Structural health monitoring has a problem. Engineers need to see how structures move and wear over time, but the tools are expensive, limited, and hard to use on large structures. Contact sensors measure only small spots, cost a lot, and are hard to place in tricky areas, making monitoring slow and incomplete. Cameras can measure vibrations across whole structures without touching them, which is cheaper and covers more. But most camera methods fail in real situations because large movements, smooth surfaces, low texture, lighting changes, and noise reduce accuracy. Phase based optical flow improves this by using phase instead of raw pixels, but it still relies on pixels, making it sensitive to noise and hard to use for damage detection.

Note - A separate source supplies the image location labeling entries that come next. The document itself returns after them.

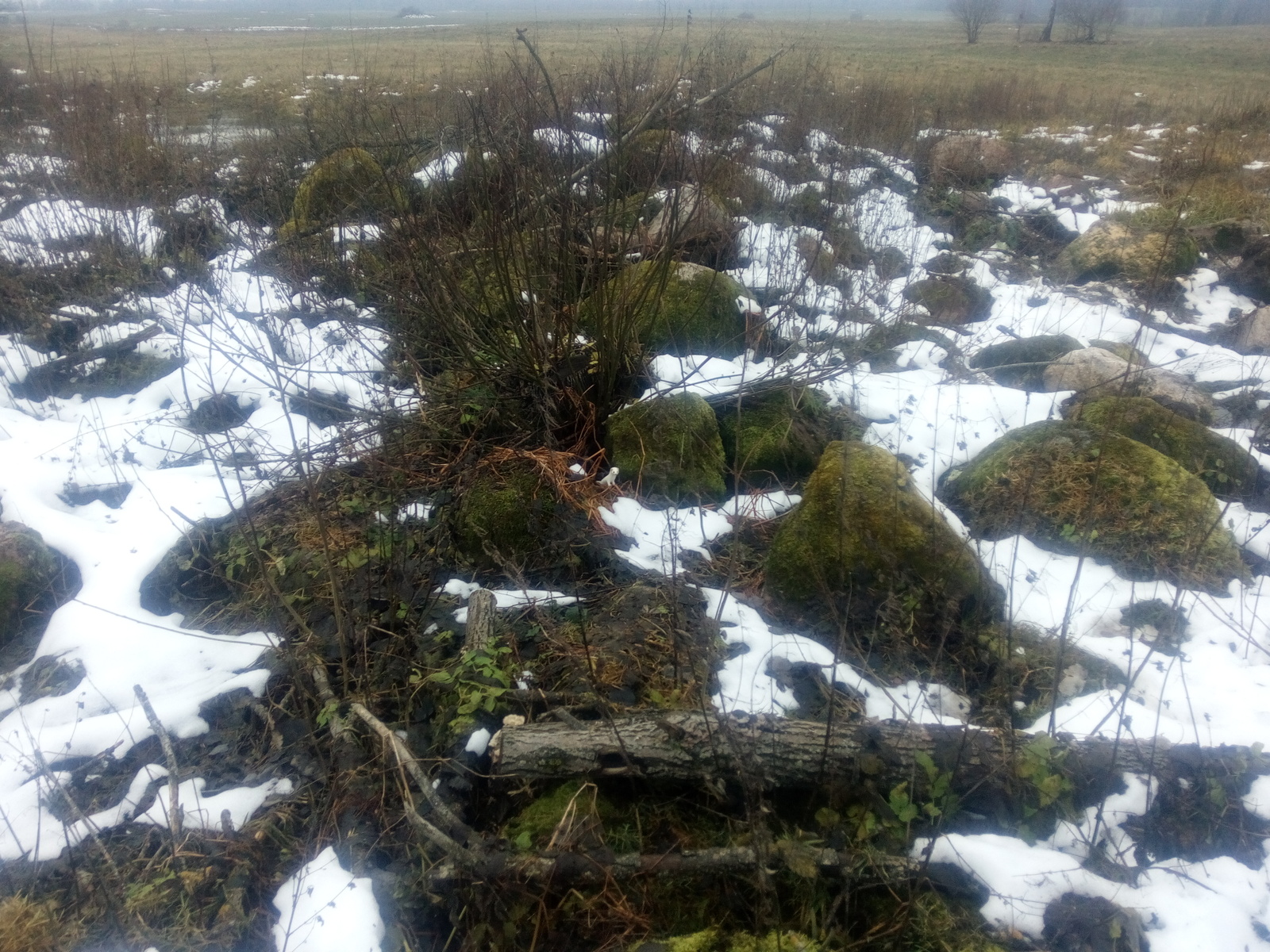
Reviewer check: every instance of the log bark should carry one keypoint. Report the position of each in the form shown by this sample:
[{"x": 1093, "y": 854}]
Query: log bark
[
  {"x": 598, "y": 866},
  {"x": 685, "y": 746}
]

To address this, a research team at Chonnam National University in South Korea have developed a superpixel based virtual sensor method. The goal is simple. Turn pixel motion into sensor-like data that engineers can use.
Instead of treating each pixel as a measurement, the method groups nearby pixels that move in the same way into superpixels. Each superpixel acts as a virtual sensor. This reduces noise, improves stability, and creates a sensor grid that adapts to the shape and movement of the structure. No physical markers or contact sensors are needed.
The process works in three steps. First, motion is extracted from video using a phase based optical flow method. For each pixel, the method checks how reliable the motion is in different directions and removes weak data. This produces a full field displacement map without markers.
Second, a confidence value is calculated for each pixel motion. This reliability check is rare in vision based vibration methods and helps engineers know which data can be used.
Third, pixels are grouped into superpixels using displacement and confidence information. Depth data is added so the sensor grid aligns with the structure. Motion is then analyzed at the superpixel level, not the pixel level, making damage detection clearer.
When tested on an air compressor system, the method reached accuracy close to a laser Doppler vibrometer. While pixels showed variation, the superpixel sensors reduced this and made damage easier to detect, all without physical sensors or markers.
In practice, this approach solves a problem for engineers. How to get full field vibration data at low cost and with minimal setup. It is suited for infrastructure monitoring, aerospace structures, industrial equipment, robotics, smart cities, and digital twins. Anywhere engineers need non contact structural monitoring that works outside the lab.